In this moment, what are your famous last words?

Lost

Stand still. The trees ahead and bushes beside you
Are not lost. Wherever you are is called Here,
And you must treat it as a powerful stranger,
Must ask permission to know it and be known.
The forest breathes. Listen. It answers,
I have made this place around you.
If you leave it, you may come back again, saying Here.
No two trees are the same to Raven.
No two branches are the same to Wren.
If what a tree or a bush does is lost on you,
You are surely lost. Stand still. The forest knows
Where you are. You must let it find you.
- David Wagoner, in Traveling Light: Collected and New Poems

I first heard this poem while watching the film Deep Presence: Meditations on a Wild Coast. The poem is growing on me...I am beginning to understand why and how.

I have felt lost (and sometimes still do). Lost in this geographical region, in this subculture, in this vocation, in this disconnected-from-the-world apartment (we don't call it 'the hermitage' for nothing!) and in living part-time away from my honey. The lost feeling follows me like a shadow, encouraging my depression, my own self-pity.

Ah, but the long hallways and trauma bay beside me are not lost.
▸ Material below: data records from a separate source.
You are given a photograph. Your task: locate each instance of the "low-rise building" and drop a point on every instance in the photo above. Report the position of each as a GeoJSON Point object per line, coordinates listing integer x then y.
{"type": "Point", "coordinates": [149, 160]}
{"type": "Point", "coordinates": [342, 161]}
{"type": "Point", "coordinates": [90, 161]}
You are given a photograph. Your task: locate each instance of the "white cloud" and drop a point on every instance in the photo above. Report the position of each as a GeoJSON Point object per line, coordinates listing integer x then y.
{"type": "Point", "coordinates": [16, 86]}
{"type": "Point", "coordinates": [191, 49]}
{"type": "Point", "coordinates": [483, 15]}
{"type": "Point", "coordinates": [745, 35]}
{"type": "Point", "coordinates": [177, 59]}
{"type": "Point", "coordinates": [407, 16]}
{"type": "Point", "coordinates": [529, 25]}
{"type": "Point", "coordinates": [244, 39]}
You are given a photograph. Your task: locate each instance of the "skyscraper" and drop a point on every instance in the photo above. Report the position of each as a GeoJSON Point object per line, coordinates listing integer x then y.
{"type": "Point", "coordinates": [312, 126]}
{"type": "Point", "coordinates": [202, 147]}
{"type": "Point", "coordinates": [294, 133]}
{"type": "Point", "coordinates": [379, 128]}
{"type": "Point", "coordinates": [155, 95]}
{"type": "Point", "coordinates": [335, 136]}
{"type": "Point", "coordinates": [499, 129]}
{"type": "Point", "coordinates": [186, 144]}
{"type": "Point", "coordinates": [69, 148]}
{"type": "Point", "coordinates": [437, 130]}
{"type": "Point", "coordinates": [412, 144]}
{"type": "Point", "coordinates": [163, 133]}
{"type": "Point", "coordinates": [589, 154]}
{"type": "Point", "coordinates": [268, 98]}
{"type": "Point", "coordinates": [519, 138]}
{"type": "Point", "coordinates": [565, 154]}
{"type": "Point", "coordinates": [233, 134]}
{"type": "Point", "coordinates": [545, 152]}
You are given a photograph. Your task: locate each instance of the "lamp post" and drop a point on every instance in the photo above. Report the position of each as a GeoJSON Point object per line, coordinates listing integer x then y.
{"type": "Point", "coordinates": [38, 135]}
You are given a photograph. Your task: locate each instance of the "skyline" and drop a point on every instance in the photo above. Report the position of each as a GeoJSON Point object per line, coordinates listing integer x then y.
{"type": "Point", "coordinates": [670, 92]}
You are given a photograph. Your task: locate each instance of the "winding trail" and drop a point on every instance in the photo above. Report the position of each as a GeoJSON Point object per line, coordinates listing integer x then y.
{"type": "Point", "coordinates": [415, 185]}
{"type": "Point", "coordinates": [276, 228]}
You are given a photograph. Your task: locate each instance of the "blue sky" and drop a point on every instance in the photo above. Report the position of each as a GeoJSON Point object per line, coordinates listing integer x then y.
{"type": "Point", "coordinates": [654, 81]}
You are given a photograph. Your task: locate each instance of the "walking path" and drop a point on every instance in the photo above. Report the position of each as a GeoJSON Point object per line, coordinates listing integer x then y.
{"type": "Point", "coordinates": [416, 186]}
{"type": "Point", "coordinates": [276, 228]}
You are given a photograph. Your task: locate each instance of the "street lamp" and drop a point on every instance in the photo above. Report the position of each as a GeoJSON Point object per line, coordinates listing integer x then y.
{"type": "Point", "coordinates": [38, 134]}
The blue sterile gowns and gloves I wear with infectious patients are not lost. The great number of families in the critical care waiting rooms are not lost. All these give me a sense of Here. This is a powerful stranger.

When I feel lost, I must ask permission to know it and to be known by it. This place I am in breathes. I listen and hear the echoes in my heart.

Here has made this place around me. Here is making it's way into my soul as a powerful stranger whom I accept with fear and trembling.

Here is the grace of God. Here is the Spirit of the winds. Here is not lost. I must let it find me.

When the LORD saw that he had gone over to look, God called to him from within the bush, "Moses! Moses!" And Moses said, "Here I am." "Do not come any closer," God said. "Take off your sandals, for the place where you are standing is holy ground." Then he said, "I am the God of your father, the God of Abraham, the God of Isaac and the God of Jacob." At this, Moses hid his face, because he was afraid to look at God. - Exodus 3:4-6

From what are you NOT lost, in this moment?



Beauty Tips

I entered the enlivened conversation mid-afternoon. Three elderly women in the behavioral health unit sharing beauty tips. I had to pinch myself. It was so fun!

"My mother says that mustard crust will get rid of crow's feet around my eyes."

"Oh yea? Did you know you can take an orange and just squeeze the juice directly on these rings, here, under your eyes and that will be so refreshing?"

"Well, I heard from a white woman that you can take Crisco lard and paint it on your face, like this...and do you know that in the morning you will feel like a whole new woman?"

"Once I even took a piece of fat back, doused in salt, and rubbed it all over my body - it was so cleansing - then I felt soooo beautiful!"

"Oh, have you tried honey? Yea, baby, you just drip honey all over your face and then down your neck... it feels so good!"

"I even took egg whites one time, and pasted it right here... it really helped my neck wrinkles."

"You women and your make up - you don't need any rouge or lipstick! Try cool-aid! I'm telling you, I can't read or write, but I can do natural make up! And it don't even get on the collar of your man!"

The bubble over my head was, "Just think... if it doesn't work, at least you can eat it!"

Before a girl's turn came to go in to King Xerxes, she had to complete twelve months of beauty treatments prescribed for the women, six months with oil of myrrh and six with perfumes and cosmetics. ...When the turn came for Esther (the girl Mordecai had adopted, the daughter of his uncle Abihail) to go to the king, she asked for nothing other than what Hegai, the king's eunuch who was in charge of the harem, suggested. And Esther won the favor of everyone who saw her. She was taken to King Xerxes in the royal residence in the tenth month, the month of Tebeth, in the seventh year of his reign. Esther 2:12...16

In this moment, what is your natural beauty tip?